Agglutinés aux deux tropiques, ils affichent à perte de vue leurs dunes de sables, billes de cailloux et dalles de boue. Longtemps à l'abri des explorateurs curieux, les voilà aujourd'hui bien aplatis sur toutes les cartes de géographie, l'étiquette " désert ", les voilà aujourd'hui bien aplatis sur toutes les cartes de géographie, l'étiquette " désert " en travers. Ils monopolisent déjà le tiers des terres émergées et, aux dires des spécialistes, grignotent près de 10.000 ha chaque jour de l'année...

Et si les plaques tectoniques continuent sur leur actuelle lancée, dans cent millions d'années, le globe sera transformé en un caillou désertique émergeant au beau milieu de la flaque d'eau des océans... Mais seront-nous là pour le constater, c'est une autre question.
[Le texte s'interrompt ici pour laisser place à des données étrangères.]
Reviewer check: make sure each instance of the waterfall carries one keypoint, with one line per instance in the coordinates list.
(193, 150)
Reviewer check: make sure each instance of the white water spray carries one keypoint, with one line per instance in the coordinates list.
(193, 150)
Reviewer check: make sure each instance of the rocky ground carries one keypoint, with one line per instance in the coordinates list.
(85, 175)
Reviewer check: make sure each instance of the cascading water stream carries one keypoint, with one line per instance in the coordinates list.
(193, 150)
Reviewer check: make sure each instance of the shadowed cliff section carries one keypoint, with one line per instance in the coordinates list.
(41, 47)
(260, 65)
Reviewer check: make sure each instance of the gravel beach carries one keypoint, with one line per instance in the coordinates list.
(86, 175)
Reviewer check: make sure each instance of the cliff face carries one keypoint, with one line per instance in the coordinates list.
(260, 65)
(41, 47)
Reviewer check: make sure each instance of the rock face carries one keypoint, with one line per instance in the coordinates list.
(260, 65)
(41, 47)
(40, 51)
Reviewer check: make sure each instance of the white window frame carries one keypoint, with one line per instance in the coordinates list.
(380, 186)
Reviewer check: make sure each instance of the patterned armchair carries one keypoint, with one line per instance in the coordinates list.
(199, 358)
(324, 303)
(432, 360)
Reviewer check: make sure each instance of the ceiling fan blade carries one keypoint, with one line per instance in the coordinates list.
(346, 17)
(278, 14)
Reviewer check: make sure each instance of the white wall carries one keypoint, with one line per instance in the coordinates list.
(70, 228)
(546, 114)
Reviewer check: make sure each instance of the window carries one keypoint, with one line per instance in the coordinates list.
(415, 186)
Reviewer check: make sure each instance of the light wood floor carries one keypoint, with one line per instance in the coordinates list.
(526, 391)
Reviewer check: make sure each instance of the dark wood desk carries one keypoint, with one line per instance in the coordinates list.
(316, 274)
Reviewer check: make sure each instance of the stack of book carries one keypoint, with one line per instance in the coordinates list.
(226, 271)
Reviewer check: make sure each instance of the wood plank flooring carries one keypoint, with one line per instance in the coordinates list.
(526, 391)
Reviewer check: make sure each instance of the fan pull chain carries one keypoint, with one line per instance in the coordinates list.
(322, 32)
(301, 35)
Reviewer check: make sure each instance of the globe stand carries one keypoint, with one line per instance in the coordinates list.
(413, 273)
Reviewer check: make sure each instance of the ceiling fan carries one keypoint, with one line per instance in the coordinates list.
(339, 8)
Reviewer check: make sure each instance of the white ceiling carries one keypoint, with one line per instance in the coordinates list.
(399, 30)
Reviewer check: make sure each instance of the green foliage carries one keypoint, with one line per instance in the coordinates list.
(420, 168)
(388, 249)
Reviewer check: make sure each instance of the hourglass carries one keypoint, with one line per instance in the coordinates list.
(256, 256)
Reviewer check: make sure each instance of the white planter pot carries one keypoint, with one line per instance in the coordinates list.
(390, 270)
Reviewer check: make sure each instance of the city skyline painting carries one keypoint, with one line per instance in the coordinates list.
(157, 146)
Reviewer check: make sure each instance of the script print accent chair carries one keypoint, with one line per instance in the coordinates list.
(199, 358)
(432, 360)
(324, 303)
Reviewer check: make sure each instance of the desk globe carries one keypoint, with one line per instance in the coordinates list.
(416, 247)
N'importe quelle poignée de terre au soleil ne peut être taxée de désert ; les géologues se sont longtemps arraché les cheveux pour trouver une manière précise de les qualifier : pendant longtemps étaient reconnus désertiques les terrains qui ne recevaient pas plus de 25 cm d'eau par an. En comparaison, à Paris, c'est le déluge ; Il y tombe en moyenne 62,4 cm d'eau par an. Mais à certains endroits du globe, bien qu'il pleuve un peu plus que 25 cm par an, la chaleur est telle que l'eau s'évapore aussitôt. Il faut donc tenir compte non seulement des précipitations, mais aussi de l'évaporation. Lorsque la quantité d'eau tombée du ciel est inférieure à celle qui part en vapeur, le sol devient aride, et la région, désertique.
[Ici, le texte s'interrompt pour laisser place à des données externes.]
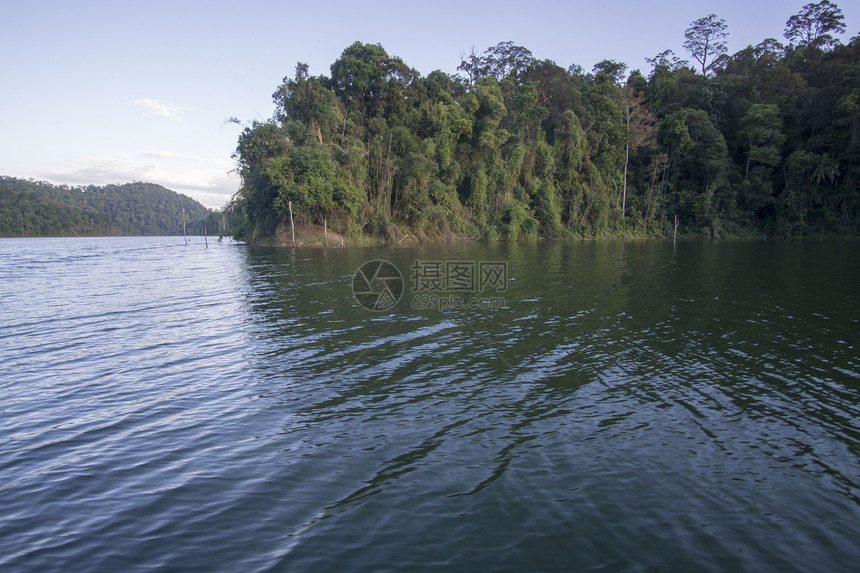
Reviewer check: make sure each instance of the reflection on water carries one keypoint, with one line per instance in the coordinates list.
(635, 405)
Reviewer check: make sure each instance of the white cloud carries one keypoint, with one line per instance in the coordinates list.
(155, 107)
(210, 182)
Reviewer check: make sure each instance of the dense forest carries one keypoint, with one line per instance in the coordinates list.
(38, 209)
(765, 141)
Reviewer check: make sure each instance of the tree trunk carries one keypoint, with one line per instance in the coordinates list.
(624, 192)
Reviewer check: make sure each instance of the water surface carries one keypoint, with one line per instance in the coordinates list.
(634, 406)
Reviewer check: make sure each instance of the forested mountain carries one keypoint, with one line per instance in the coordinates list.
(763, 141)
(37, 209)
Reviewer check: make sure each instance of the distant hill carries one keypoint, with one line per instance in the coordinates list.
(38, 209)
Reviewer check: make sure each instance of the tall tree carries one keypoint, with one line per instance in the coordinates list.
(814, 23)
(639, 122)
(705, 40)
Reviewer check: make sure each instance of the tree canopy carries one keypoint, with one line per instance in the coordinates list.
(766, 140)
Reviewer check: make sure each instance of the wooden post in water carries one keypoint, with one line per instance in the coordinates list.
(292, 228)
Désert d'Arabie : le pays des mille et une dunes

Entre le golfe Persique et l'océan Indien, se déploient sur 2 300 000 km² une infinité de dunes. Soit la plus vaste étendue de sable au monde : le désert d'Arabie. Pas de chaîne de montagnes à l'horizon pour retenir les nuages, et pourtant les gouttes désertent la région. Le boycott de la péninsule est le résultat d'un jeu compliqué de mouvement d'air : au-dessus de l'équateur, là où le soleil tape dur, l'air s'échauffe facilement. L'air chaud étant plus léger que l'air froid, la masse d'air au-dessus de l'équateur s'élève. Cette colonne d'air chaud et léger forme à cet endroit une zone de basse pression.

Mais, au cours de son ascension, elle perd peu à peu sa chaleur. En refroidissant, la vapeur d'eau qu'elle contient se transforme en gouttes d'eau : il pleut souvent près de l'équateur. Le nuage, ainsi débarrassé de son eau, continue à s'éloigner de l'équateur et redescend un peu plus loin à une latitude de +30° et de -30°, de part et d'autre de l'équateur, au-dessus des tropiques exactement. Une zone de haute pression formée par des masses d'air desséchées se constitue à cet endroit. Ce nuage dense et sec pompe toute l'eau du sol et provoque une très grande évaporation des eaux de surface. Voilà donc pourquoi la majorité des déserts sont collés aux tropiques.

Sous ces cieux secs, le désert d'Arabie ressemble à un champ de croissants à perte de vue. Crête contre pente, dune contre dune, les vagues à l'allure régulière ne se répètent jamais. Dunes dansantes au gré des vents ; Aridité et souffle de l'air sculptent le paysage : en l'absence d'eau, les roches deviennent friables et le vent arrive à décrocher des particules de sable. De plus en plus chargé en grains, le vent ralentit et dépose d'abord les gros grains plus lourds et ensuite les autres. L'ensemble forme un croissant qui présente son dos au vent. Puis peu à peu les grains qui se trouvent à l'arrière de la dune sont transportés vers la crête. De là ils roulent vers la base et viennent remplir le creux du croissant. Ainsi s'estompe une dune pour se reformer aussitôt quelques mètres plus loin. Un même tas de sable se déplace d'une dizaine de mètres par an.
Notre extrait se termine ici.